Un CV qui parle de l'offre. Envoyer le même document à vingt entreprises, c'est accepter d'être pertinent pour aucune. Reprendre le vocabulaire de l'annonce, remonter les expériences et les projets qui y répondent, coûte quelques minutes par candidature et change complètement la lecture.

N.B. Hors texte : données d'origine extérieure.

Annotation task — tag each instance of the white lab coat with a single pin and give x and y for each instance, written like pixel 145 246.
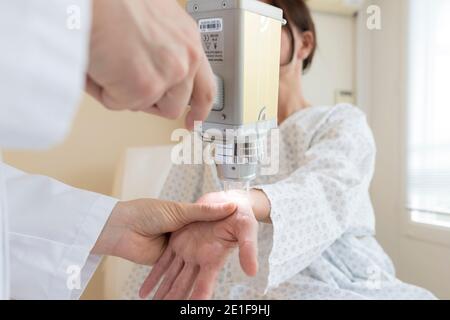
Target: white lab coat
pixel 47 229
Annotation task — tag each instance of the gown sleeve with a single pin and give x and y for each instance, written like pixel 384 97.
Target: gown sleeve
pixel 319 201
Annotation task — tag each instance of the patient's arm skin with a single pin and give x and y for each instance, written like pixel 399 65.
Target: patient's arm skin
pixel 196 254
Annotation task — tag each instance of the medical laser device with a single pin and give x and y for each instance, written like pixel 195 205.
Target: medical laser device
pixel 241 39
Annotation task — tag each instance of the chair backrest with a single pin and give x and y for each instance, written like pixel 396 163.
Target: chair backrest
pixel 140 174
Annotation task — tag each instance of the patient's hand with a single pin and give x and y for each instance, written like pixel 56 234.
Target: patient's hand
pixel 196 254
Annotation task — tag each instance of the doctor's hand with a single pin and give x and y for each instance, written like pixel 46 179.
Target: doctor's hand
pixel 146 55
pixel 197 253
pixel 138 230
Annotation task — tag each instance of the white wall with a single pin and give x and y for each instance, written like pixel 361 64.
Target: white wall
pixel 334 64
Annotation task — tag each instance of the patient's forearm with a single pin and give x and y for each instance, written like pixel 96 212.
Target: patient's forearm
pixel 261 205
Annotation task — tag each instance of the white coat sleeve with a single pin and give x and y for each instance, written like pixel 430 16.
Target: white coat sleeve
pixel 318 203
pixel 52 229
pixel 43 59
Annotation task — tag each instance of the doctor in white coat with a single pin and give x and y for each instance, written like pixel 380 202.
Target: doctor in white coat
pixel 143 55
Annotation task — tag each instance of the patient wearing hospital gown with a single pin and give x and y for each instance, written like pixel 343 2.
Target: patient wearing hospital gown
pixel 321 242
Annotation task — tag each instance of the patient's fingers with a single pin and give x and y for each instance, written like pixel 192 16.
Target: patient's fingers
pixel 156 274
pixel 248 245
pixel 205 283
pixel 182 286
pixel 169 278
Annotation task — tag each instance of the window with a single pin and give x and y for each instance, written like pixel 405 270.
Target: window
pixel 428 147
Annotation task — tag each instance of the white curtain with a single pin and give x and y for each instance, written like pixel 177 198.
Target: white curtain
pixel 428 148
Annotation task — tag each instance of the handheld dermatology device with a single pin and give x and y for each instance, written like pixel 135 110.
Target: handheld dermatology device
pixel 241 39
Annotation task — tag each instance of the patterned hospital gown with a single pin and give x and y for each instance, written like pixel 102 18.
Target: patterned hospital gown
pixel 321 244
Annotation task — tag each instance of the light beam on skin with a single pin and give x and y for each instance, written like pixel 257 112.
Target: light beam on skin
pixel 238 186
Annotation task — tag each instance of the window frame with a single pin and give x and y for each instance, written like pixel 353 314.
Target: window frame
pixel 416 230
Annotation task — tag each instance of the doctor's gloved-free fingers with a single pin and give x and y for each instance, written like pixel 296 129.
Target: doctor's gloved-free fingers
pixel 156 273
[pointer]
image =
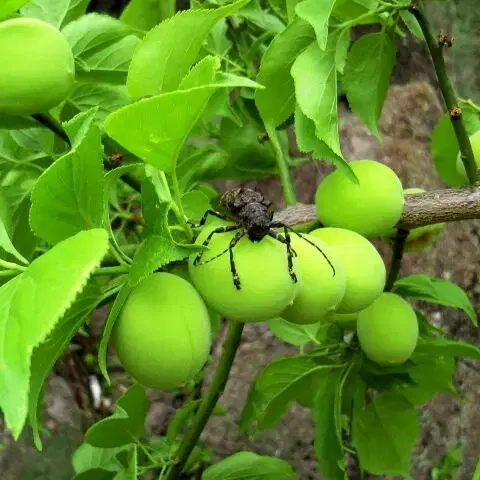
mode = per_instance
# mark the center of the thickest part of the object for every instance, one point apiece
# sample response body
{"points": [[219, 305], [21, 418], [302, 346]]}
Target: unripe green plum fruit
{"points": [[388, 330], [37, 67], [475, 142], [363, 265], [371, 207], [162, 335], [266, 287], [420, 238], [321, 290]]}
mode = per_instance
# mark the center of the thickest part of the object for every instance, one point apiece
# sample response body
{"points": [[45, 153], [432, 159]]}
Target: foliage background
{"points": [[410, 113]]}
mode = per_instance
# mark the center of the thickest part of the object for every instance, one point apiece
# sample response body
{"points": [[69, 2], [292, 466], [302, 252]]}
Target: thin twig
{"points": [[397, 256], [219, 381]]}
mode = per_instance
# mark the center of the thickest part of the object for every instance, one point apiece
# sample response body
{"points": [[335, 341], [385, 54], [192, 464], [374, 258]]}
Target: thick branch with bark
{"points": [[447, 205]]}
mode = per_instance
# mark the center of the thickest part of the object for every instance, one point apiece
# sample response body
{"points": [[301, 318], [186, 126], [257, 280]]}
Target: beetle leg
{"points": [[213, 213]]}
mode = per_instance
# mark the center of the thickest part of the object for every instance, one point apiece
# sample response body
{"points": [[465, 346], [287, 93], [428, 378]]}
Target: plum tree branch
{"points": [[448, 205]]}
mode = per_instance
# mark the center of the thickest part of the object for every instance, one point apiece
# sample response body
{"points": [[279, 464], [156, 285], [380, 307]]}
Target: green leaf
{"points": [[127, 423], [7, 245], [327, 447], [130, 473], [156, 252], [110, 178], [277, 101], [58, 13], [280, 8], [448, 348], [87, 457], [102, 46], [68, 196], [436, 290], [384, 434], [279, 383], [166, 53], [84, 96], [444, 149], [47, 353], [95, 474], [166, 122], [256, 15], [195, 204], [315, 76], [341, 49], [367, 76], [242, 155], [109, 324], [250, 466], [15, 122], [31, 305], [20, 149], [308, 142], [9, 7], [293, 333], [317, 14]]}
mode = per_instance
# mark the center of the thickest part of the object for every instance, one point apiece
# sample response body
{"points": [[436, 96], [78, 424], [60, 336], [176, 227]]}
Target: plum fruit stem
{"points": [[448, 93], [397, 256], [230, 346]]}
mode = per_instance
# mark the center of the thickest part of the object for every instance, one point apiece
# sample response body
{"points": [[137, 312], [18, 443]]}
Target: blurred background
{"points": [[450, 444]]}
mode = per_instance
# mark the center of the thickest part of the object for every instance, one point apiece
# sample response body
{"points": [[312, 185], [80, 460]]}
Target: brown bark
{"points": [[448, 205]]}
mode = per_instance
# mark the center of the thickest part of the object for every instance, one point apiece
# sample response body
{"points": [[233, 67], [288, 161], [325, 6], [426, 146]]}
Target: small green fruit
{"points": [[266, 287], [419, 239], [475, 142], [372, 207], [321, 290], [162, 336], [363, 265], [37, 67], [388, 330]]}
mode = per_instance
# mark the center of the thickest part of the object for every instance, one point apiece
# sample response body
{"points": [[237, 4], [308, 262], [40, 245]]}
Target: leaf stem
{"points": [[448, 92], [232, 341], [52, 124], [283, 169], [179, 211], [12, 266], [397, 256]]}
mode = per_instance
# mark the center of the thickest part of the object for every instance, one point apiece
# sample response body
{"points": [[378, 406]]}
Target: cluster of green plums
{"points": [[37, 68], [175, 308]]}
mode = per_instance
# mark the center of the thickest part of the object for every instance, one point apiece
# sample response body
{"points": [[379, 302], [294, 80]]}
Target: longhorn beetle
{"points": [[253, 217]]}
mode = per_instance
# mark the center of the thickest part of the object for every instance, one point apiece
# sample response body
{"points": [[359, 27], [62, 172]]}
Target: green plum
{"points": [[364, 268], [321, 290], [372, 207], [266, 286], [162, 335], [388, 330], [37, 68]]}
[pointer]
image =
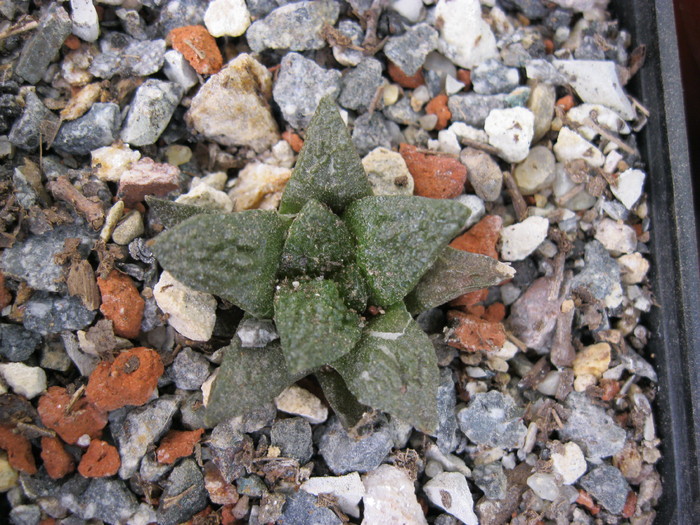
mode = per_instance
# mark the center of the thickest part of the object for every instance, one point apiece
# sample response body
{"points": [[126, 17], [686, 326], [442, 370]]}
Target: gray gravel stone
{"points": [[591, 428], [301, 509], [492, 77], [491, 479], [185, 488], [359, 85], [493, 419], [138, 429], [151, 109], [97, 128], [472, 108], [300, 86], [43, 45], [16, 342], [36, 122], [189, 369], [344, 454], [608, 486], [50, 314], [296, 26], [409, 50], [293, 437]]}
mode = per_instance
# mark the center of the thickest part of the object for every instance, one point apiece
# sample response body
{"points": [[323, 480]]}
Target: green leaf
{"points": [[345, 405], [456, 272], [314, 324], [247, 378], [234, 256], [328, 168], [399, 238], [318, 242], [170, 213], [394, 368], [352, 287]]}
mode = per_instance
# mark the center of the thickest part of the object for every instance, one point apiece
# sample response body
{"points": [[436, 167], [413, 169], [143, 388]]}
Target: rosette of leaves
{"points": [[341, 272]]}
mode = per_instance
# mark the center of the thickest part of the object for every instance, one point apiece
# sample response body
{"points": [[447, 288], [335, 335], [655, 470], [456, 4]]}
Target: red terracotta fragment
{"points": [[121, 303], [18, 448], [57, 461], [83, 418], [130, 379], [198, 47], [100, 460], [438, 106], [434, 176], [177, 444]]}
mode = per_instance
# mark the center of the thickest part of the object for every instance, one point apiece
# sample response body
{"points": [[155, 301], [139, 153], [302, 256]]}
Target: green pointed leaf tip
{"points": [[314, 324], [394, 368], [328, 168], [235, 256], [318, 242], [399, 238], [455, 272], [247, 378]]}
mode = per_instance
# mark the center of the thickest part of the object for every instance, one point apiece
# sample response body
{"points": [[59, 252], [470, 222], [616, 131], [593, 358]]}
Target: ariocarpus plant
{"points": [[341, 272]]}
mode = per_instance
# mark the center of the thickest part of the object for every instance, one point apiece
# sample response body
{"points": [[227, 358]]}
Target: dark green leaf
{"points": [[314, 324], [234, 256], [328, 168], [394, 369], [456, 272], [170, 213], [318, 242], [247, 378], [399, 238], [345, 405]]}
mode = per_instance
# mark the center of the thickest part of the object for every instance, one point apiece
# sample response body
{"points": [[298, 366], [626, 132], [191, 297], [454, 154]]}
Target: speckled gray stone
{"points": [[97, 128], [344, 454]]}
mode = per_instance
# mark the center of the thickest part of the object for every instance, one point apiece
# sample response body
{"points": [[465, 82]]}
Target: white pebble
{"points": [[521, 239]]}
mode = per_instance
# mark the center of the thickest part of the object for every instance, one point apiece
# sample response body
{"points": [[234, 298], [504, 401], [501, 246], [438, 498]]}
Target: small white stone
{"points": [[510, 131], [390, 498], [207, 197], [544, 485], [190, 312], [633, 267], [629, 187], [300, 402], [227, 18], [521, 239], [572, 146], [348, 490], [617, 237], [596, 82], [110, 162], [450, 492], [570, 464], [465, 37], [27, 381], [179, 70], [86, 25], [387, 172]]}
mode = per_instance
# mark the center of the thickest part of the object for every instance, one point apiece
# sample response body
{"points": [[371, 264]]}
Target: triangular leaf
{"points": [[399, 238], [170, 213], [456, 272], [318, 242], [394, 369], [345, 405], [247, 378], [314, 324], [328, 168], [234, 256]]}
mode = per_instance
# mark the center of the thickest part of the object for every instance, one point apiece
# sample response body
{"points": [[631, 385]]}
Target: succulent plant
{"points": [[341, 272]]}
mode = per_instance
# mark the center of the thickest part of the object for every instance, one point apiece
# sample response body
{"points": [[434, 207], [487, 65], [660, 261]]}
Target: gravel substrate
{"points": [[515, 108]]}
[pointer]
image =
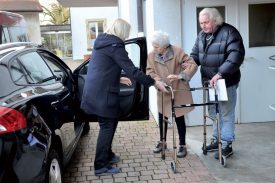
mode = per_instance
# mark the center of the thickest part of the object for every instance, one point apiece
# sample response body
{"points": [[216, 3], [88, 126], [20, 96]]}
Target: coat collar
{"points": [[168, 55]]}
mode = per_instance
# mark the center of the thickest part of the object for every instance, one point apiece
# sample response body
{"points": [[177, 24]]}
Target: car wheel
{"points": [[86, 128], [53, 170]]}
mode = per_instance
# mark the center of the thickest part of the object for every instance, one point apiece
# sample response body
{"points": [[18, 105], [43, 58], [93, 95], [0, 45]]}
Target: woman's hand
{"points": [[126, 81], [161, 86], [174, 77]]}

Le piège inverse : gonfler son profil
Face à des annonces trop exigeantes, la tentation est réelle d'arrondir les angles. Un stage de trois mois qui devient une année, une technologie croisée une fois qui devient une compétence, un projet d'école qui devient une mission client.
C'est une très mauvaise affaire. Un entretien technique démasque ces écarts en quelques questions, et le doute qui s'installe alors ne porte plus seulement sur la ligne exagérée : il porte sur tout le reste du CV. Vous perdez ce que vous aviez de plus solide, votre crédibilité.
La bonne stratégie est l'inverse exact. Ne rien inventer, et rendre visible tout ce qui existe déjà : projets personnels, travaux d'école aboutis, contributions, missions freelance, même petites. La plupart des juniors ont bien plus de matière qu'ils ne le croient ; elle est simplement absente de leur CV.
Ce que nous en avons tiré pour Ciblea
Cette réalité a orienté une décision produit chez nous. Ciblea a d'abord été pensé pour des profils qui débutent, et il fallait en tirer les conséquences jusqu'au bout : nous avons ouvert la création de candidature aux profils sans aucune expérience professionnelle, puis ajouté une section Projets au CV généré.
Pour quelqu'un qui débute, c'est souvent la section qui porte tout le document. Nos agents la placent d'ailleurs avant les expériences quand le profil en compte moins de deux, parce que c'est là que se trouve la preuve.
Le reste du principe n'a pas bougé : les agents sélectionnent, priorisent et reformulent ce que vous avez déclaré, en fonction de l'offre visée. Ils n'inventent rien. Un vérificateur relit chaque document produit et signale toute affirmation qui ne serait pas traçable à votre profil.
Parce que le problème d'un junior n'a jamais été de manquer de valeur. C'est de ne pas réussir à la montrer avant que le recruteur soit passé au CV suivant.